Of particular interest to Stanfield are issues surrounding homelessness and low-income families – deeply personal as he was raised by a single mom. “My interest in politics really stems from wanting to help other families and children,” he says. After CNU he enrolled in Georgetown University’s graduate program in American government, where he tackled a semester-long homelessness advocacy project that culminated in his master’s thesis. At OMB, he tracked government progress in combating homelessness and other issues and monitored changes in policy and funding. “My internship allowed me to develop a more concrete background and create more effective proposals for continuing to combat this issue in society,” Stanfield says.
Reporting directly to the president, the OMB coordinates the efforts of departments across the government to implement administration policies. It’s a number cruncher’s dream, though not one without energy. “It may not sound like it, but the OMB is actually an incredibly exciting place,” Stanfield says. “There wasn’t exactly a typical day; one day things were a little slow, and the next I was staying late to collect information from agencies running behind on deadlines. Sometimes I was glued to my computer running data, and other times the president would come into the lobby to sign a copy of the budget. It was a whirlwind.”
He recounts the thrill of seeing his work distributed throughout various government departments. “Every now and then I’d put together some language and documentation, only to see it pop up a few minutes later in my inbox after it was sent to every agency in the federal government,” he says. “It was nerve-racking at times, but I was incredibly blessed to have the opportunity to work on such important subjects, in arguably one of the most important places in the world.”
Stanfield can retrace his steps from the Eisenhower Office Building back to CNU, where he immersed himself at the Wason Center. Directed by Dr. Quentin Kidd, Vice Provost and Professor of Government, the Center produces unbiased and nonpartisan research and information about public policy issues facing Virginia and about citizens’ views on those issues. “When I became a Wason Center scholar, I had the privilege of working alongside Dr. Kidd,” Stanfield says. “I didn’t realize it at the time, but I had a mentor who is nationally known for his work in the field.” Indeed, as the Wason Center’s profile has risen, its polls and research are increasingly cited in national media outlets, including The Washington Post, NPR, Bloomberg News and others. The Center’s reputation even preceded him at Georgetown, where he graduated in 2014. “Simply having worked with Dr. Kidd was impressive to some of my professors.”
“Students are able to understand political science differently when they do research of this kind,” Kidd says. “The experience opened doors for Spencer that simply wouldn’t have been opened in other ways.” Kidd adds that the opportunity students have at CNU to partner with faculty on real-world projects, amplifies classroom lessons in remarkable ways. “When you see that your work has real meaning and application in the world it means so much more,” he says. “You’re actually doing it, and that helps students understand things more substantially, more wholly.”

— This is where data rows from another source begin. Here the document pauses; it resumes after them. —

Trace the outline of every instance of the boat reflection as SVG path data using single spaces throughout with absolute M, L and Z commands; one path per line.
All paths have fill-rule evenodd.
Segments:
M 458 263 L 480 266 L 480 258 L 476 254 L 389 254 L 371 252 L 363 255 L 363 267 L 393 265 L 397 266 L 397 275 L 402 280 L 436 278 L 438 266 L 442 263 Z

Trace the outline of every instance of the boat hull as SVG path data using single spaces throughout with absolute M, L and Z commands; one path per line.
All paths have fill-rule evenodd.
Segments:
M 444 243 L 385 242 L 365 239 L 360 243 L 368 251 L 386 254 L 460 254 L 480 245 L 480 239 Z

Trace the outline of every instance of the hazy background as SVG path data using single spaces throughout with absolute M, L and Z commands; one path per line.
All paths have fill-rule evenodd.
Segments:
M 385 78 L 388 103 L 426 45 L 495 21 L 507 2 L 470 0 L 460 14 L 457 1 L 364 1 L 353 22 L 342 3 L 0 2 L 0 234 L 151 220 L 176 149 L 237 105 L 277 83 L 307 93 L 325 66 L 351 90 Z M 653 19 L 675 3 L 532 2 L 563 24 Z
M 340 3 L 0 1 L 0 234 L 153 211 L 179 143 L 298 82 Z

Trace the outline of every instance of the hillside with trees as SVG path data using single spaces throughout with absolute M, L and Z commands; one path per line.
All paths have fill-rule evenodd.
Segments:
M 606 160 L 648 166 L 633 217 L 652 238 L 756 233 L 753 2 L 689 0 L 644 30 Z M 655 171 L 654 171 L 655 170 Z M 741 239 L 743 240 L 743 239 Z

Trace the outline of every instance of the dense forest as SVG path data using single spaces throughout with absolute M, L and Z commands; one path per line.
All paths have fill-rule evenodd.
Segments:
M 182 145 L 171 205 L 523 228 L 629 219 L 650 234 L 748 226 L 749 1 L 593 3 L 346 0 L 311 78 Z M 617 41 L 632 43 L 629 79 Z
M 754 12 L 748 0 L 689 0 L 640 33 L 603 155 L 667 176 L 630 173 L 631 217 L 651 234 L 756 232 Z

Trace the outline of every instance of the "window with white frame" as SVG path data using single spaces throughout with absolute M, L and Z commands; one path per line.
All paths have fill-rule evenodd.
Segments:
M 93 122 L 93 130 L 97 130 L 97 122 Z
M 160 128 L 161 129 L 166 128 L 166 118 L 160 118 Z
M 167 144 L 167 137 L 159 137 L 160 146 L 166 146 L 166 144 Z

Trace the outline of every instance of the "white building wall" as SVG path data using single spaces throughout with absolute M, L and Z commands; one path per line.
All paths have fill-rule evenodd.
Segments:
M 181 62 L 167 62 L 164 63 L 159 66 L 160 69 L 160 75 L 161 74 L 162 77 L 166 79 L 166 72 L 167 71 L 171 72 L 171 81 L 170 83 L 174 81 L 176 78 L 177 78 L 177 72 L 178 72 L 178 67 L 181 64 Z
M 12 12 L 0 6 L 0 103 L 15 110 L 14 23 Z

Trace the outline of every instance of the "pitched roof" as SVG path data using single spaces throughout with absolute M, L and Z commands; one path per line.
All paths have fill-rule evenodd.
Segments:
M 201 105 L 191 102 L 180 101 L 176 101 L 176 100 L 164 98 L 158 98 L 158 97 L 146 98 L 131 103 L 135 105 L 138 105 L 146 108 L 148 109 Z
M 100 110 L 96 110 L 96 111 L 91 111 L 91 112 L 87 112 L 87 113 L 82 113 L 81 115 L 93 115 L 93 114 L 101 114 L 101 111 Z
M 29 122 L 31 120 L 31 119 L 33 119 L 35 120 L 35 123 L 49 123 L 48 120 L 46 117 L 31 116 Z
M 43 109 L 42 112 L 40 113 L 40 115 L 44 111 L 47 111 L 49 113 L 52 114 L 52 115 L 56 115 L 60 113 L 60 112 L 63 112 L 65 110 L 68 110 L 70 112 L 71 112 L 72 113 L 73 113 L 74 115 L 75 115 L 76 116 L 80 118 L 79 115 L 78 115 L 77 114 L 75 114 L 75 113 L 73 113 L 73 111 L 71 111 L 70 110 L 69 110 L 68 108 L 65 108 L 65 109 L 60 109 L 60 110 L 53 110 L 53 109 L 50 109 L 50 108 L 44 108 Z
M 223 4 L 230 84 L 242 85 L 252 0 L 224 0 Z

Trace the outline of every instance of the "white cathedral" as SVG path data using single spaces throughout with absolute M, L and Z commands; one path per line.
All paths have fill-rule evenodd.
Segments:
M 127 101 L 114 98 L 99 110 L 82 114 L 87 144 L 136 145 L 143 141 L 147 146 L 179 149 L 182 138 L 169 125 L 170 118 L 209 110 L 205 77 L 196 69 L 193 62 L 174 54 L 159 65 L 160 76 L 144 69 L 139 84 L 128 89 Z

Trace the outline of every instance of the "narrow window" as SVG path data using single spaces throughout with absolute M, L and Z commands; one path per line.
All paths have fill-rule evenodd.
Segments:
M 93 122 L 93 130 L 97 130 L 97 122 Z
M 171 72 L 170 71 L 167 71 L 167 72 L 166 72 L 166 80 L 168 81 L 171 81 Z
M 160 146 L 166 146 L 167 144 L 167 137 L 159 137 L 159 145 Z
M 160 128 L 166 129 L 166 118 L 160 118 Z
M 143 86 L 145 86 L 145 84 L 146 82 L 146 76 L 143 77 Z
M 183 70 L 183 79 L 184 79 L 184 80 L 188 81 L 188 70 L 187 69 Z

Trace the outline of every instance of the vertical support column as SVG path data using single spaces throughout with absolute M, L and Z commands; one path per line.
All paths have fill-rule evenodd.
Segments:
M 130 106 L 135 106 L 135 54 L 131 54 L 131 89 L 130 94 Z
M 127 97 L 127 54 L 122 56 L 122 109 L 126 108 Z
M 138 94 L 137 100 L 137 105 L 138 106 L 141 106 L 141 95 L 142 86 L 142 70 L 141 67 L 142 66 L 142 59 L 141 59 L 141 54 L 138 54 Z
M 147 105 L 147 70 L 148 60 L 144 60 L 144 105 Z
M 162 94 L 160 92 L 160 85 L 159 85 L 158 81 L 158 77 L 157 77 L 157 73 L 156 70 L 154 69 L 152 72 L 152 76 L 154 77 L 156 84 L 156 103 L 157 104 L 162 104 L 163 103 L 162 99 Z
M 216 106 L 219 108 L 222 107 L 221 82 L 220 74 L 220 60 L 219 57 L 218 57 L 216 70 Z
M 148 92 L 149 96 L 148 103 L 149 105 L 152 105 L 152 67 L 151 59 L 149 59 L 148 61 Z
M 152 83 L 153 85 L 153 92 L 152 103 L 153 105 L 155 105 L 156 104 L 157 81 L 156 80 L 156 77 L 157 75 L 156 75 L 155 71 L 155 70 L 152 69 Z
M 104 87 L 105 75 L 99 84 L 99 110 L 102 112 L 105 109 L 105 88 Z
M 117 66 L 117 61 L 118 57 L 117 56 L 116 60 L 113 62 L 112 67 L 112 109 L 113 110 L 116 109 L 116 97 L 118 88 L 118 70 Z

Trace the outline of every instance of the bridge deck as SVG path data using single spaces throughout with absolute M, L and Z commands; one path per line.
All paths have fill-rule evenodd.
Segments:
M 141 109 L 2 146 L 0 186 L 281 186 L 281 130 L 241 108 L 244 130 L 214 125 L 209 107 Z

Envisioning a long career for himself in the nation’s capital, Stanfield sees himself as a policymaker or consultant – even holding elected office someday. “I enjoy putting my effort into tangible policy results,” he says. “My dream would be to draft or lobby for policies that increase programs and funding to help the disadvantaged segments of our population. To me, serving the greater good means helping those less fortunate than yourself.”